Verleger argues that the Keystone XL could well increase gasoline prices.
Now, Verleger takes issue with the Aspen Board of Realtors. The group recently announced its recommendation that real-estate agents desist from posting for-sale signs in front of homes in Aspen. The board argues that the technique degrades neighborhood and hence the product.
“Do not believe a word of the claim,” Verleger writes in a letter published in the Aspen Daily News. “Removal of for-sale signs is a blatant attempt by the largest realtors in Aspen to monopolize the market so that they can boost their commission.”
Verleger owns a home in the down-valley community of Carbondale.
In making his case of conspiracy, Verleger quotes 17th century economist Adam Smith: “People of the same trade seldom meet together, even for merriment and diversion, but the conversation ends in a conspiracy against the public, or in some contrivance to raise prices.”
Jackson Hole congregates growth
JACKSON, Wyo.—After five years and $500,000, officials in Jackson and Teton County have adopted a comprehensive plan that calls for at least 60 percent of new development to be built in existing neighborhoods, mainly in Jackson.
The plan also sets a goal to house at least 65 percent of county workers locally, reported the Jackson Hole News&Guide.
Government officials, however, refused to adopt specific numbers on what constitutes build-out development.
Grizzly lives good at compost pile
BANFF, Alberta – One of the 60 grizzly bears in Banff National Park has been living the good life, chewing on steak bones and scarfing down corn on the cob at a composting facility near Banff.
Town officials said the composting operation had worked imperfectly.
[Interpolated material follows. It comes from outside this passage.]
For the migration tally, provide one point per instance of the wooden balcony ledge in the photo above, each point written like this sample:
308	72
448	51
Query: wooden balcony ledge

They erected a 9,500-volt electric fence to keep the bear out.
The bear had been outfitted with a GPS collar as part of a $1 million research project aimed at reducing grizzly bear mortality, particularly on the train tracks through Banff and Yoho national parks. Trains kill one to two grizzlies on average each year in the parks.
The GPS showed that this large, male grizzly had also visited the train tracks to eat grain and canola, reports the Rocky Mountain Outlook.